Alger, un laboratoire architectural

L’Europe est en pleine effervescence en cette seconde moitié du XIXe siècle dans les domaines artistique et littéraire. L’architecture n’échappe pas à la règle. Mais la rigueur et l’autorité des organes de décision ne permettent pas à cette effervescence de s’exprimer à travers les villes françaises. Alger devient tout naturellement un champ d’expérimentation.

Pendant un siècle, entre 1830 et 1930, cette architecture est partagée entre néo-classicisme européen utilisant toutes les déclinaisons du vocabulaire décadent : colonnes, pilastres, corniches, bas relief floraux… Les percées de La Basse Casbah, vers Bab el Oued ou les actuelles rues Abane Ramdane, Ben M’hidi, Réda Houhou et Didouche Mourad en sont marquées.

C’est une architecture très disciplinée, du moins dans ses débuts, un ordre souvent accentué et agrémenté par des arcades.
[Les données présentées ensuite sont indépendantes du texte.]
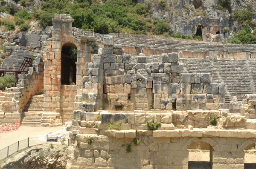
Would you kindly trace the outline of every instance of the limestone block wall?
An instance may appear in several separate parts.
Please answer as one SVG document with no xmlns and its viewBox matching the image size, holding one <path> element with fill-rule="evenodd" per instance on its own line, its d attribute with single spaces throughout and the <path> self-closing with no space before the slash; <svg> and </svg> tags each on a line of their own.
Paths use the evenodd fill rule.
<svg viewBox="0 0 256 169">
<path fill-rule="evenodd" d="M 0 92 L 0 123 L 18 122 L 31 96 L 41 93 L 44 87 L 44 62 L 41 55 L 35 59 L 33 65 L 29 68 L 27 74 L 19 74 L 17 87 Z"/>
<path fill-rule="evenodd" d="M 82 77 L 87 73 L 85 63 L 91 62 L 91 53 L 97 50 L 97 44 L 94 37 L 81 36 L 80 40 L 74 37 L 71 30 L 73 21 L 69 15 L 55 14 L 52 19 L 52 37 L 44 43 L 44 112 L 42 120 L 44 126 L 71 120 L 73 110 L 82 109 L 82 94 L 89 92 L 83 86 Z M 76 81 L 73 86 L 61 83 L 61 51 L 67 43 L 72 43 L 77 48 Z M 98 90 L 93 93 L 97 94 Z"/>
<path fill-rule="evenodd" d="M 103 87 L 102 98 L 109 105 L 102 105 L 103 109 L 184 110 L 224 107 L 225 85 L 212 83 L 209 74 L 183 73 L 177 53 L 163 54 L 160 62 L 147 63 L 143 54 L 134 61 L 134 57 L 124 54 L 121 46 L 113 44 L 113 38 L 104 38 L 103 45 L 99 47 L 99 54 L 92 55 L 92 62 L 86 63 L 83 87 L 90 89 L 98 83 L 101 86 L 98 89 Z M 101 109 L 100 93 L 98 107 Z"/>
<path fill-rule="evenodd" d="M 163 128 L 165 124 L 180 123 L 186 118 L 187 121 L 207 121 L 211 115 L 221 116 L 227 112 L 191 110 L 184 117 L 181 111 L 151 113 L 75 111 L 72 125 L 67 127 L 71 141 L 67 167 L 187 169 L 188 149 L 201 143 L 206 149 L 209 149 L 212 169 L 243 168 L 244 150 L 256 142 L 254 131 L 230 128 L 159 130 L 159 128 L 150 130 L 145 124 L 150 120 L 160 121 Z M 118 123 L 121 124 L 119 130 L 105 129 L 111 124 Z M 134 138 L 139 143 L 134 143 Z"/>
<path fill-rule="evenodd" d="M 35 34 L 12 35 L 9 46 L 6 46 L 6 59 L 1 65 L 2 70 L 18 70 L 23 57 L 34 57 L 43 55 L 42 50 L 47 45 L 47 39 L 51 36 L 51 27 L 46 31 L 37 31 Z"/>
<path fill-rule="evenodd" d="M 241 107 L 241 114 L 247 119 L 256 119 L 256 95 L 246 95 L 243 106 Z"/>
</svg>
Puis elle se dévergonde, se diversifie, s’abâtardit, pour, enfin, s’enrichir pour donner les immeubles surchargés de la rue Didouche Mourad. Quelques monuments se distinguent particulièrement : les palais du Front de mer, l’ex-Assemblée Nationale (actuel Sénat), la Banque Centrale, la façade de la place de la Lyre (porteurs de l’encorbellement) et, plus tardivement, la véranda soutenue par des colonnes de fonte à la jonction de la rue Ahmed Zabana et Souidani Boudjemâa, les façades de la place Pékin ou de la rue Débussy. Cette architecture va prédominer près de 70 ans.

L’Exposition universelle de 1889 à Paris révèle la crise de l’architecture : de nouveaux matériaux s’imposent dans les structures (Tour Eiffel) cachés ou intégrés avec des références gothiques, roman, byzantin ou divers régionalismes.
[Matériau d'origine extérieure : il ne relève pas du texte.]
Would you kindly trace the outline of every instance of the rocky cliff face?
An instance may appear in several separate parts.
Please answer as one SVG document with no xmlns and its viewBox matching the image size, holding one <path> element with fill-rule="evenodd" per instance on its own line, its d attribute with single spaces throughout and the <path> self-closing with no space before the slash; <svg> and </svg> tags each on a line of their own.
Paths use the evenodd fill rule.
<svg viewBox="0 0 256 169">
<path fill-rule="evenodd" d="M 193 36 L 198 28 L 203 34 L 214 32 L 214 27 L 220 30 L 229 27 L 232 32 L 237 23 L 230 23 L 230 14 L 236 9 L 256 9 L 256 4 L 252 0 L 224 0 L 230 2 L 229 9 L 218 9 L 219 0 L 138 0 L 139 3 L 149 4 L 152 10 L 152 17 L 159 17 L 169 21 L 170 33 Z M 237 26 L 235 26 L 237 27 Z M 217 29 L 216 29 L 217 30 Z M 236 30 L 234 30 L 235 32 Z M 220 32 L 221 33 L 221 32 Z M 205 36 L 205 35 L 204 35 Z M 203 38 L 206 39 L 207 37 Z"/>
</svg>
A Alger, le « Comité du Vieil Alger » est créé en 1900 avec pour objectif de préserver la ville « turque ». Un style, à partir de pastiche de l’architecture arabe, naît entre 1904 et 1914. De nombreux bâtiments datent de cette époque : la Grande Poste, la Préfecture (actuelle wilaya), les Galeries de France (Nouvelles Galeries Algériennes), le bâtiment de la Dépêche algérienne du Bd Khemisti, la Medersa rue Ben Cheneb. Des architectes se sont spécialisés dans l’imitation des jenanes et le paysage d’El Biar en est fortement marqué.
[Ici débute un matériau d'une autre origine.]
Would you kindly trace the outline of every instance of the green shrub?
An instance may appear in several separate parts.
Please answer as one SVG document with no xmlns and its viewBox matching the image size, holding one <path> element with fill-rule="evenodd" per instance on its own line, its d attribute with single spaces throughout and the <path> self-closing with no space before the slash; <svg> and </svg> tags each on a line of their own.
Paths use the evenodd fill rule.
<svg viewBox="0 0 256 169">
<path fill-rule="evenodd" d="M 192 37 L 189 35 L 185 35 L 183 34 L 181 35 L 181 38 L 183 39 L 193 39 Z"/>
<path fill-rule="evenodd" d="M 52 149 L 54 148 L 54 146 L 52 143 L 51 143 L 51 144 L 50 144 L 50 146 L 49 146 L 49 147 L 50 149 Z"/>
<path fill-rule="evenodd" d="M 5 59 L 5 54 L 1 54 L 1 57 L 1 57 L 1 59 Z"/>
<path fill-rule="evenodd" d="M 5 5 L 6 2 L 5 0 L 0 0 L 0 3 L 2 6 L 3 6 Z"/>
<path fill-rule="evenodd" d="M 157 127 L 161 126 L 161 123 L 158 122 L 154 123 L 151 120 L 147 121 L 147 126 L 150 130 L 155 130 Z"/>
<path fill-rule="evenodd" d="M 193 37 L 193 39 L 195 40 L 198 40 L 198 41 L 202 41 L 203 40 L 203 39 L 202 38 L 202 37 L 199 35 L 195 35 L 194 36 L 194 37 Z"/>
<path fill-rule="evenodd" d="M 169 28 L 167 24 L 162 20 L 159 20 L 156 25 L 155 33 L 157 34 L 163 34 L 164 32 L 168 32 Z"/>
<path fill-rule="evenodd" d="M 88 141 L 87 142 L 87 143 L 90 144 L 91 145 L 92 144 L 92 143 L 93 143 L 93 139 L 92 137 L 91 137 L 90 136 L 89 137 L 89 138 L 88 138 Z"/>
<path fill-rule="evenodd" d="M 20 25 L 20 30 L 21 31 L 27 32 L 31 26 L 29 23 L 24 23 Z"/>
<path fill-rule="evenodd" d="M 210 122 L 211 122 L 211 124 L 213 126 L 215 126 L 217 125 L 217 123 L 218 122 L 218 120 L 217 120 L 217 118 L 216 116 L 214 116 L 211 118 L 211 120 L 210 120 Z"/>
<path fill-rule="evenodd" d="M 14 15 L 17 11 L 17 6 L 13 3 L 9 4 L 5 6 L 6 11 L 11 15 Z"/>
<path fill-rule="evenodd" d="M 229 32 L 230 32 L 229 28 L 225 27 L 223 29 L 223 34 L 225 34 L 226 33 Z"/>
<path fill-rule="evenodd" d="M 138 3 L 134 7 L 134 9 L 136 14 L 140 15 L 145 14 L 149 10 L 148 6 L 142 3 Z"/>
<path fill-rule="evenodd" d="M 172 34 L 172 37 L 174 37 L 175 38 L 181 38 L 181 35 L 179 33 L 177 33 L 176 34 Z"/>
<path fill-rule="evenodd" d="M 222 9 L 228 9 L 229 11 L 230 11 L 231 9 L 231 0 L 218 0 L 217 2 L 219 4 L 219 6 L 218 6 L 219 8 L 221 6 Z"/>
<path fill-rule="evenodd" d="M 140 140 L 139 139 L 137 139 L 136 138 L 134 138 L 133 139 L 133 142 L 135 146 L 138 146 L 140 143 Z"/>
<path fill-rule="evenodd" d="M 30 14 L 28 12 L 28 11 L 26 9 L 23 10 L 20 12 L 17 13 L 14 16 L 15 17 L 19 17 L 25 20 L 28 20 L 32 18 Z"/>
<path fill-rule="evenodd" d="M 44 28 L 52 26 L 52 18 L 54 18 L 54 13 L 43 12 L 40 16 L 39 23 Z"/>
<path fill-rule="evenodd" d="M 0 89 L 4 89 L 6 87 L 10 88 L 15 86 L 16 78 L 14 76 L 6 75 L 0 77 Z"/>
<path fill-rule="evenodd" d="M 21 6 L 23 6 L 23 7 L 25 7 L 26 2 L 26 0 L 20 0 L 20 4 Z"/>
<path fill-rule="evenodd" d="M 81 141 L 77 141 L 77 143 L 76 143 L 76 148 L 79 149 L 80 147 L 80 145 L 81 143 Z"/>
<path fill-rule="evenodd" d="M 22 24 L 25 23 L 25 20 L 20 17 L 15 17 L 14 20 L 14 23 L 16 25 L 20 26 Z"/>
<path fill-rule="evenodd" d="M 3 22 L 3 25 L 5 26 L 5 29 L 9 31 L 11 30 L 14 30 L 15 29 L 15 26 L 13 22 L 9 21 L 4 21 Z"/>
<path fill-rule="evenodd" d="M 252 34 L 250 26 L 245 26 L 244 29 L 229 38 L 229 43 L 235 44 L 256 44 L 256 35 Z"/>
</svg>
1930-1933, année du centenaire et suivantes, seront importantes pour l’évolution de l’architecture à Alger. De nombreuses manifestations, la confrontation avec des figures emblématiques comme Le Corbusier, ébranlent les convictions. La prise de possession du site par de grands immeubles devient inéluctable. Façades panoramiques sur la baie, pilotis, brise-soleil, toiture-terrasse trouveront de multiples emplois à Alger (Bd du Télemly).

L’architecture moderne s’est en fait imposée en croisant des formes mitigées. Le Palais du gouvernement réalisé en 1930, est le premier grand immeuble des coteaux d’Alger. Il ouvrira la voie aux grands buildings. Les aménagements du Saint-George, la poste, l’école d’El Biar et la maison du Peuple sont les autres voies qui datent de l’époque. La majorité des architectures réalisées entre 1930 et 1945 ont un style composite.

La coupure viendra en 1954 avec la guerre de libération et la nomination d’un maire «dynamique» à Alger.

C’est par rapport à l’habitat social, et en particulier le logement de la population algérienne, qu’un changement va s’opérer ; un changement qui se prolongera au-delà de l’indépendance.

Durant cette période, une expérience néanmoins a un droit de cité particulier : celle de Pouillon à travers les cités de Diar el Mahçoul, Diar Es Saâda et Climat de France, inspirées de l’observation du mode de vie, de l’habitat et surtout de la sociologie d’une société multi-culturelle. Ce qui lui vaudra plus tard de prendre en charge l’infrastructure touristique algérienne après l’indépendance.